Title; Optimization of Element-by-Element FEM in HPF

Authors; Hiroshi Okuda, Norihisa ANAN

Department of Mechanical Engineering and Materials Science, Yokohama National University 79-5 Tokiwadai, Hodogaya-ku, Yokohama 240-8501, Japan

TEL: +81-45-339-3864, FAX: +81-45-331-6593

Email: okuda@typhoon.cm.me.ynu.ac.jp, anan@typhoon.cm.me.ynu.ac.jp

 

ABSTRACT

It has been known that the disadvantage of HPF is the difficulty in attaining the high parallel efficiency for problems involving unstructured grids, such as the finite elements. In HPF we have to program so that the compiler could get the parallelism, maintain the load balance and minimize communications as much as possible. For the large-scale analysis it is important to reduce unnecessary and redundant data-copying procedures made by the compilers in order to efficiently utilize memory storage.

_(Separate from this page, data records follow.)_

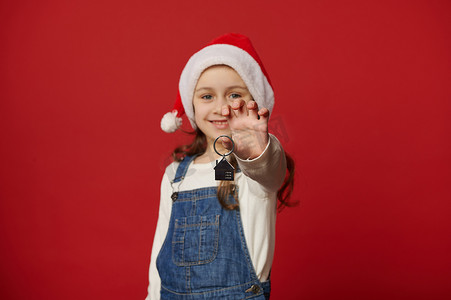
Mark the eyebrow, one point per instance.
(228, 88)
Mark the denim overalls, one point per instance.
(204, 255)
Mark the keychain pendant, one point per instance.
(224, 170)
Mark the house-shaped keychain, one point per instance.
(224, 170)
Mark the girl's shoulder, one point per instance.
(171, 169)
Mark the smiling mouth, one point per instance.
(219, 122)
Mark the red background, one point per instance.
(362, 103)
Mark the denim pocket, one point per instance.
(195, 240)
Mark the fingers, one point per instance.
(264, 114)
(252, 108)
(239, 107)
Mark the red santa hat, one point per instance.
(233, 50)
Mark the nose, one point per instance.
(220, 102)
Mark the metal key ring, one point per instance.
(228, 153)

In this study, Poisson's Equation was numerically evaluated by the Element-by-Element (EBE) Finite Element Method under parallel environment using the HPF. A principal virtue of this scheme is that element contributions are computed independently. The EBE methodology allows for the circumvention of the global matrix assembly procedure, and moreover, by restructuring the Conjugate Gradient algorithm at the element level, the total storage space can be economized. In order to attain the high parallel efficiency, all data structures have been completely altered to node-base, instead of the mixtures of node, element based data. The procedure above may be considered as Node-by-Node finite element scheme. It is worth noting that through the above process, the generation of useless data-copying procedures has also been reduced, because the frequency which refers to the indirect address decreases. 

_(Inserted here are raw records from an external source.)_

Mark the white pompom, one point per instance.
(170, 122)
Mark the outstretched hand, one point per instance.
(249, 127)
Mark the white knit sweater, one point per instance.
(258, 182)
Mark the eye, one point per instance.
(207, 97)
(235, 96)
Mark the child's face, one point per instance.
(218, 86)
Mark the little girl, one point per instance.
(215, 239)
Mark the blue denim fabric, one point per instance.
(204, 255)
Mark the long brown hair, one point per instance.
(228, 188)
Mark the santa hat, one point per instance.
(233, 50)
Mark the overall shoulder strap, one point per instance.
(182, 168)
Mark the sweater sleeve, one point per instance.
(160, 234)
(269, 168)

In general, because the processors (PEs) are distributed, in order to efficiently carry out large-scale analysis in MPP (Massively Parallel Processors) environments, the DDM (Domain Decomposition Method) is applied to the analysis model. It has been known that the partitioning has great influence on the parallel efficiency. In this study, the Greedy partitioning algorithm for the message-passing style of parallel computations developed by Farhat was modified for the data-parallel EBE FEM to maintain load balance and to minimize communications among the processors. This was made possible by reordering the element and node ID numbers. The authors report its effectiveness in reducing the necessary computation time in MPP environments.

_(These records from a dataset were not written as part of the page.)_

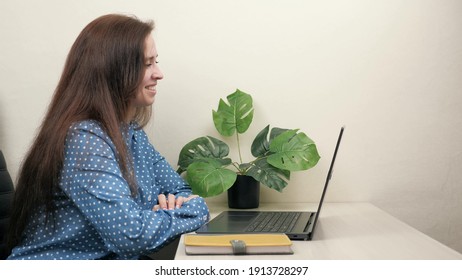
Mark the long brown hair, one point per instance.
(102, 74)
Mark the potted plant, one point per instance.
(276, 152)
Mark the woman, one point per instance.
(92, 186)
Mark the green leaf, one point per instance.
(235, 116)
(209, 178)
(201, 149)
(293, 151)
(268, 175)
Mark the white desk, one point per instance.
(358, 231)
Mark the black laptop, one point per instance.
(296, 225)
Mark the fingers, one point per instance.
(171, 202)
(162, 201)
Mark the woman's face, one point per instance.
(147, 92)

The parallel machine implemented for the computations is SX-4, made up of 4 nodes with total of 32 PEs, however, the inter-nodal computations were not permitted at this time. The HPF compiler used is the HPF/SX version 3.0 which supports HPF 1.1. The Poisson's Equation was numerically evaluated for a subway station model involving unstructured grids and approximately 200,000 nodes. The effect of the reordering scheme was studied through the acquired computation time and parallel efficiency. The CPU time for computing Poisson's equation was measured, which CG solver was cut off at 100 iterations. In the case of computation involving 16 PEs, reordering scheme has shown its effectiveness, where improvements were made from 17 seconds to 14 seconds in computational time, and from 59% to 75% in parallel efficiency, respectively. This result is equivalent to that of message-passing type code, where 13 seconds for computational time and 79% for parallel efficiency were recorded. Improvements in the parallel efficiency were achieved by the reordering of element and node numbers for three-dimensional problems involving unstructured grids in HPF.